CXCL13 and Its Receptor CXCR5 in Cancer: Inflammation, Immune Response, and Beyond

Abstract

It is well-established that the chemokine C-X-C motif ligand 13 (CXCL13) and its receptor, the G-protein coupled receptor (GPCR) CXCR5, play fundamental roles in inflammatory, infectious and immune responses. Originally identified as a B-cell chemoattractant, CXCL13 exerts important functions in lymphoid neogenesis, and has been widely implicated in the pathogenesis of a number of autoimmune diseases and inflammatory conditions, as well as in lymphoproliferative disorders. Current evidence also indicates that the CXCL13:CXCR5 axis orchestrates cell-cell interactions that regulate lymphocyte infiltration within the tumor microenvironment, thereby determining responsiveness to cytotoxic and immune-targeted therapies. In this review, we provide a comprehensive perspective of the involvement of CXCL13 and its receptor in cancer progression. Studies in recent years postulated novel roles for this chemokine in controlling the cancer cell phenotype, and suggest important functions in the growth and metastatic dissemination of solid tumors. Carcinogens have been found to induce CXCL13 production, and production of this chemokine within the tumor milieu has been shown to impact the proliferation, migration, and invasive properties of cancer cells. Thus, the complex networks of cellular interactions involving tumoral CXCL13 and CXCR5 integrate to promote cancer cell autonomous and non-autonomous responses, highlighting the relevance of autocrine and paracrine interactions in dictating the cancer phenotype. Dissecting the molecular and signaling events regulated by CXCL13 and how this chemokine dynamically controls the interaction between the cancer cell and the tumor microenvironment is key to identify novel effectors and therapeutic targets for cancer treatment.

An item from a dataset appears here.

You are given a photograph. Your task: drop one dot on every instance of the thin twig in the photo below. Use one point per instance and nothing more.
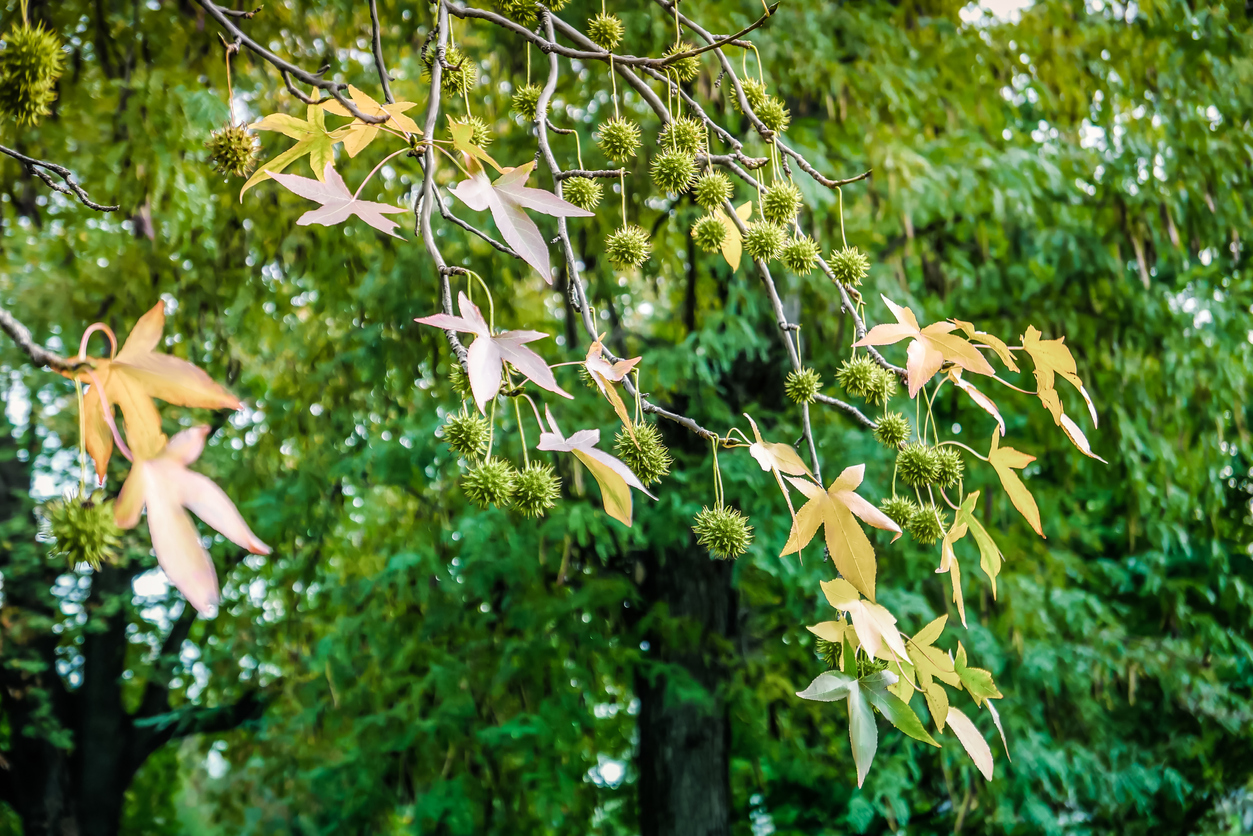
(38, 167)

Keywords: CXCL13; CXCR5; cancer progression; immune responses; inflammation.

Figure 1

Activation of signaling pathways by CXCL13. The chemokine CXCL13 binds specifically to the GPCR CXCR5. Upon activation, CXCR5 couples to the activation of pathways implicated in cell survival, proliferation, and migration, therefore impacting on the tumorigenic and metastatic activity of cancer cells.

Figure 2

Major functions of CXCL13 in immune responses, inflammation, and lymphoproliferative diseases. The chemokine CXCL13 has been identified as a major regulator of immune responses and plays key roles in the pathophysiology of inflammatory, infectious, and lymphoproliferative diseases. In addition, emerging evidence identified CXCL13 as a biomarker for cancer progression and response to therapy.

Figure 3

CXCL13 and the formation of tertiary lymphoid structures. (A) Cytokines play key roles in the immunomodulation of both T helper type-1 (cellular immunity) or T helper type-2 responses (humoral immunity). The shift from an immunological pattern with a T helper type-1 orientation to a T helper type-2 pattern mediated by cytokines is a key event in tumorigenesis. (B) CXCL13 produced by T-cells plays a fundamental role in the formation of tumor-associated tertiary lymphoid structures and germinal center orchestration: tumor infiltrating T-cells are recruited into the tumor site by transendothelial migration via high endothelial venules mediated by chemokine/chemokine receptor interactions. Intra-tumoral infiltration of T_FH cells is a key step in the formation of tertiary lymphoid structures, thus generating and promoting B-cell responses in the germinal center (i.e., local memory B cell differentiation, as well as with the expansion of a subpopulation of T regulatory cells).

Figure 4

The CXCL13:CXCR5 axis is a key element in B-cell and tumor cell responses. The chemokine CXCL13, acting on the GPCR CXCR5, promotes chemotaxis, germinal center formation, and the differentiation to plasma cells and B-memory lymphocytes. CXCL13 also target cancer cells to promote proliferation, migration, and invasion. These effects vary depending on the cancer type, which may express different levels of CXCR5.

Figure 5

CXCL13 in prostate cancer. In prostate tumors, CXCL13 can be produced both by cancer cells as well as by cells in the tumor microenvironment, such as myofibroblasts. In prostate cancer cells, up-regulation of the kinase PKCε and loss of the tumor suppressor Pten (which leads to elevated PI3K activity) lead to the activation of the non-canonical NF-κB pathway, and transcriptionally activate the CXCL13 gene. CXCL13 produced in this autocrine manner, together with CXCL13 generated by stromal cells, may significantly impact on the tumorigenic and metastatic phenotypes of androgen-independent prostate cancer cells.